The above sketches a system that has not been fully fleshed out yet but seems like it could work as a whole. The system tries to exploit to the fullest the strongest points of each technology used such as docker, couchdb, serf, proxies and vps providers. It also tries to approach the problem of the client-server schism in a I hope somewhat original way, discarding some other truisms about setting up a back end infrastructure along the way about load balancing, sessions, dns and scaling. Whether it works I don't know, I have to build most of it still. What does work is the authentication and sign up so far.
0.7Questions and research
0.7.1How would this system go about implementing the following?
- social network
0.7.2User names or emails as ids?
Lots of authentication systems use both, but this creates confusion for users, because they don't know which one to use for which site or app. User names seem to make more sense because email addresses change. However email addresses are always unique.
0.7.3Can workers run in parallel?
Can you set multiple reans to work on one couchdb?
0.7.4Cache requests in memcache perhaps?
Rean is already listening to changes so it can invalidate queries and views.
0.7.5Multiple apps per pod ring?
Yes, that's possible, just prefix all doc types with the app name. So a client app can just pull the app specific data from the partial databases.
0.7.6Multiple groups of users for one app in a pod ring
Like a saas?
0.7.7Splitting of pod rings into two rings?
Don't know why you'd want to do this.
0.7.8Where is the client app?
In the aggregate? Pulled down from some repository somewhere?
How to update the app within the pod ring? How to update rean? How to update technologies used, or for that matter the os of a vps?
Should be easy to do because it's so useful. But how?

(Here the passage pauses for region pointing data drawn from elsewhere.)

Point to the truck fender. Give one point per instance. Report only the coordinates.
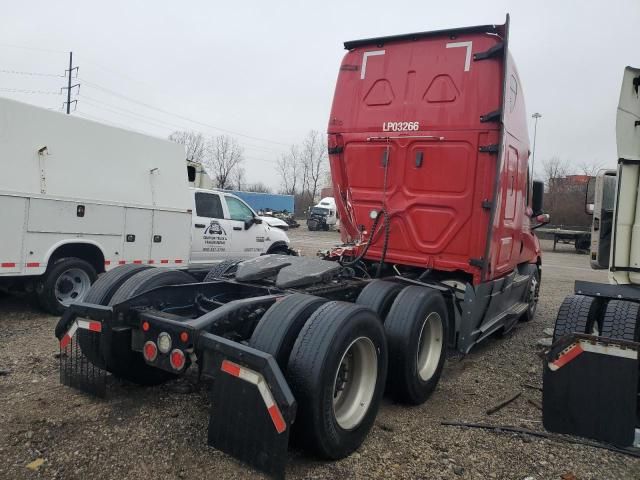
(75, 241)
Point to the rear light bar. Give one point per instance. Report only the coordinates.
(150, 351)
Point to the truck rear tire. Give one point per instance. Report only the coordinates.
(621, 321)
(379, 295)
(337, 372)
(279, 327)
(225, 267)
(100, 294)
(577, 314)
(122, 361)
(416, 329)
(67, 281)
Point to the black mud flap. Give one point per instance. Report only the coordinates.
(77, 335)
(591, 388)
(252, 407)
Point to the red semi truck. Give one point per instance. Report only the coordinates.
(429, 157)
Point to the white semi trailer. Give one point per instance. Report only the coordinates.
(78, 198)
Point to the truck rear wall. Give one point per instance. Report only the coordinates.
(416, 129)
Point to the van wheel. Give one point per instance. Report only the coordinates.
(279, 327)
(378, 295)
(416, 329)
(222, 269)
(122, 361)
(337, 372)
(577, 314)
(67, 281)
(100, 294)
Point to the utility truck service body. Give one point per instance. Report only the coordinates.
(429, 152)
(78, 198)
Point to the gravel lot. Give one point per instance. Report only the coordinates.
(161, 432)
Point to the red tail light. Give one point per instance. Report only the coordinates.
(177, 359)
(150, 351)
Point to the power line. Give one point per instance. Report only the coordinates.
(22, 47)
(90, 102)
(166, 112)
(32, 92)
(155, 121)
(32, 74)
(125, 113)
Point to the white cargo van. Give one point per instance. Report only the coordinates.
(78, 198)
(324, 215)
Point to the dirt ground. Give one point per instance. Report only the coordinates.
(161, 432)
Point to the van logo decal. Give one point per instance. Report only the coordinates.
(215, 228)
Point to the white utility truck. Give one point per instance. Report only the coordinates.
(591, 380)
(78, 198)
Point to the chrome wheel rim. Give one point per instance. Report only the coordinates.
(71, 286)
(355, 383)
(430, 346)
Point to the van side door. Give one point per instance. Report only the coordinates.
(210, 235)
(248, 238)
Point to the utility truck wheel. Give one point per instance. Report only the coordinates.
(100, 294)
(225, 267)
(279, 327)
(337, 372)
(122, 361)
(532, 296)
(622, 321)
(378, 295)
(67, 281)
(577, 314)
(416, 329)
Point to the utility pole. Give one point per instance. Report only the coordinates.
(536, 116)
(69, 87)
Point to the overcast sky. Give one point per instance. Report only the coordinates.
(268, 69)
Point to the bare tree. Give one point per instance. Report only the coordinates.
(289, 171)
(590, 168)
(554, 169)
(314, 158)
(257, 187)
(239, 179)
(194, 143)
(223, 160)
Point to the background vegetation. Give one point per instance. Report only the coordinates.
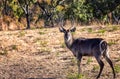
(24, 13)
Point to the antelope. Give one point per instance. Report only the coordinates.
(80, 47)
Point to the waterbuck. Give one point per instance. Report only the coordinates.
(96, 47)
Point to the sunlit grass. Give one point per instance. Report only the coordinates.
(117, 68)
(75, 76)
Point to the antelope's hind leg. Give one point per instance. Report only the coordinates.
(110, 63)
(101, 64)
(78, 64)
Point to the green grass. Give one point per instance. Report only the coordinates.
(75, 76)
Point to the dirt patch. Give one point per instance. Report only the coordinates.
(41, 53)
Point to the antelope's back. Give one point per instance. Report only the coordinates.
(86, 46)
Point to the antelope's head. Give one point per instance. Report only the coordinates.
(67, 32)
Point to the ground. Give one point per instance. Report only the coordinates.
(42, 54)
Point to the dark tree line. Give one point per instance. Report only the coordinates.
(83, 11)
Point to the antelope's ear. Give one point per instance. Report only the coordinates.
(73, 29)
(62, 29)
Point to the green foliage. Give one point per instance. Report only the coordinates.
(89, 60)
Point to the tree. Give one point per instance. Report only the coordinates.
(25, 5)
(49, 9)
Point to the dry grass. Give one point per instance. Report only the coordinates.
(41, 53)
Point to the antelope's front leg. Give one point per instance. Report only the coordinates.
(78, 64)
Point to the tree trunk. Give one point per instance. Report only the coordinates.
(27, 17)
(28, 21)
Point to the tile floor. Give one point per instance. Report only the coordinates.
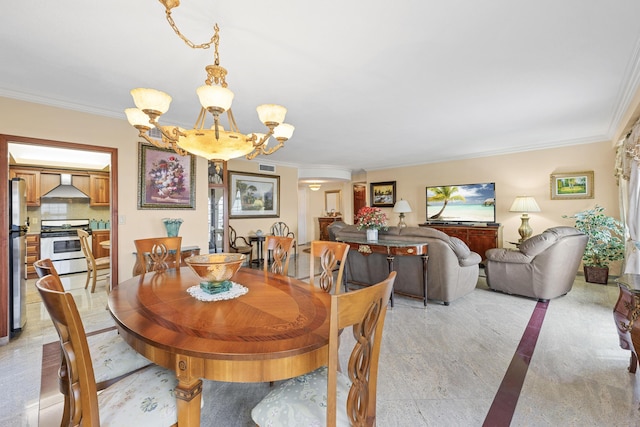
(439, 367)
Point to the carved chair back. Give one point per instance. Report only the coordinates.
(329, 256)
(159, 253)
(365, 310)
(280, 249)
(66, 319)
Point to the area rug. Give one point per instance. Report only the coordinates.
(225, 404)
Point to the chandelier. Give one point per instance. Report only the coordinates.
(214, 143)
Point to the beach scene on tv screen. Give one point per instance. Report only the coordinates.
(470, 202)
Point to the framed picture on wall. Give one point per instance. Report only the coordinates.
(383, 194)
(166, 180)
(572, 185)
(253, 195)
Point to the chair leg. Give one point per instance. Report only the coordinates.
(95, 279)
(86, 284)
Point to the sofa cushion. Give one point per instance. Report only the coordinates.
(507, 255)
(459, 247)
(538, 244)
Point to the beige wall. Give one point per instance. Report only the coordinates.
(514, 174)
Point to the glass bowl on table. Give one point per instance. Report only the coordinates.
(215, 270)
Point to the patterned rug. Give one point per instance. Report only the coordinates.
(225, 404)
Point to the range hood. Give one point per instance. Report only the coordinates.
(65, 191)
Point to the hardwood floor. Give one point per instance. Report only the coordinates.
(440, 366)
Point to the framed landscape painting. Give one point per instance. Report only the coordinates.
(383, 194)
(573, 185)
(254, 195)
(166, 180)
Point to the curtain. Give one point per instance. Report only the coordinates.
(627, 158)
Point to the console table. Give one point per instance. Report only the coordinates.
(390, 249)
(324, 222)
(625, 314)
(478, 238)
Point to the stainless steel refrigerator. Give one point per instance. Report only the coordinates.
(17, 255)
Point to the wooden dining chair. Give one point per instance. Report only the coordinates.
(329, 255)
(282, 229)
(278, 249)
(328, 396)
(158, 253)
(144, 394)
(240, 244)
(94, 265)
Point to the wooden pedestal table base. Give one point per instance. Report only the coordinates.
(279, 329)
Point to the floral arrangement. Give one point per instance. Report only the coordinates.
(167, 177)
(371, 218)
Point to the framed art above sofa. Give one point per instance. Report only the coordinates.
(383, 194)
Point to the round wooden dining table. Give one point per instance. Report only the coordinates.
(279, 329)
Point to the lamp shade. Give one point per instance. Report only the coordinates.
(524, 204)
(402, 206)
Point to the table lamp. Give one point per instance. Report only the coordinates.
(524, 204)
(402, 207)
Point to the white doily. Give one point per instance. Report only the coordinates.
(235, 291)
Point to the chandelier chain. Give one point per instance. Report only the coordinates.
(207, 45)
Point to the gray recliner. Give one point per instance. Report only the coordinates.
(543, 267)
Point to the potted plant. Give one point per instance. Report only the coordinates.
(605, 245)
(373, 219)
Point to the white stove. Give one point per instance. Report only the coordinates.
(59, 241)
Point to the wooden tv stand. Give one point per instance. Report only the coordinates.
(479, 238)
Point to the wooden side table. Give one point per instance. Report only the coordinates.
(390, 249)
(625, 316)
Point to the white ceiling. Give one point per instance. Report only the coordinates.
(368, 84)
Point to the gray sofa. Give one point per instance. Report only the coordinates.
(452, 269)
(543, 267)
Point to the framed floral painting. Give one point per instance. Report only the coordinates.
(383, 194)
(253, 195)
(166, 180)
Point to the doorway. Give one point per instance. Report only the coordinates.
(359, 198)
(4, 220)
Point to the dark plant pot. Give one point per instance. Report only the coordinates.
(596, 274)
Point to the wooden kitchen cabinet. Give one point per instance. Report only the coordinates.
(478, 238)
(99, 190)
(32, 180)
(98, 236)
(33, 254)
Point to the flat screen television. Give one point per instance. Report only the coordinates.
(461, 204)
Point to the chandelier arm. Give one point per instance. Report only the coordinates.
(166, 144)
(273, 149)
(233, 126)
(188, 42)
(169, 141)
(263, 140)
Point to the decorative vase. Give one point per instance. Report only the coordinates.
(172, 225)
(596, 274)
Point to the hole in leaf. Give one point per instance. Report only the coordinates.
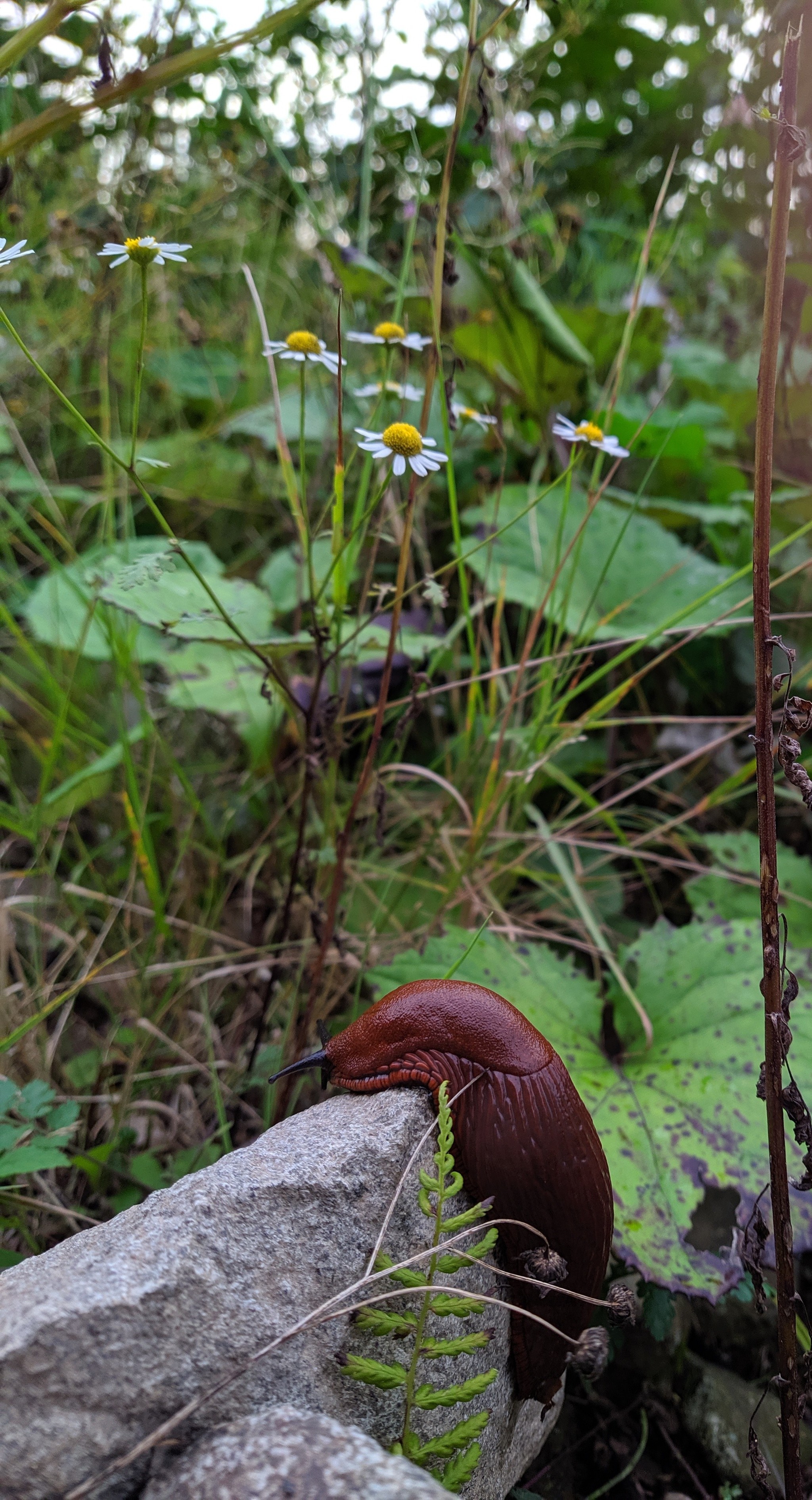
(714, 1220)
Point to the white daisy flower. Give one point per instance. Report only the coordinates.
(145, 251)
(391, 333)
(403, 442)
(592, 434)
(302, 345)
(392, 387)
(14, 253)
(469, 414)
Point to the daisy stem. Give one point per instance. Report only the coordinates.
(155, 511)
(139, 366)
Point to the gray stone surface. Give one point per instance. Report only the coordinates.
(283, 1454)
(110, 1333)
(718, 1415)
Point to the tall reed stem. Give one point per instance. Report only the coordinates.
(764, 641)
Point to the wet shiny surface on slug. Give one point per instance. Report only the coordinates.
(521, 1134)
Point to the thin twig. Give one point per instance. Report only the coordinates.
(763, 641)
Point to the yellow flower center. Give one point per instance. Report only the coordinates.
(302, 343)
(389, 331)
(142, 254)
(590, 431)
(401, 437)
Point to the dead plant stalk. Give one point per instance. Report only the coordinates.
(764, 641)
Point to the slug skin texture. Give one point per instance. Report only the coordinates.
(523, 1136)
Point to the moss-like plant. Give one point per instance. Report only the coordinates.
(454, 1456)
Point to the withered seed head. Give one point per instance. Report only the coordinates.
(622, 1304)
(590, 1356)
(546, 1265)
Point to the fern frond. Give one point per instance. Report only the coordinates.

0.7.11What's the api for docker? From node? From clojure?
Because we need to do this from adea. Apparently docker's api is a bit iffy.
0.7.12How to bootstrap a pod or pod ring?
In principle a pod only needs an open port on a vps (with docker installed) with an instance of adea and possibly serf running. But it needs be fed a configuration. This can maybe written straight to the couchdb instance. Rean can react to this and bootstrap itself and configure couchdb properly. But really all you is start rean with a particular config and it will provision one or more vps's and build the pod ring.
0.7.13Big files (video, images, sound) should not be replicated around
But should be in a key value store somewhere (DynamoDB perhaps). Or in a separate database with a validate read access function on it. Or use a proxy to control access. But this complicates access to these resources. Needs more thought.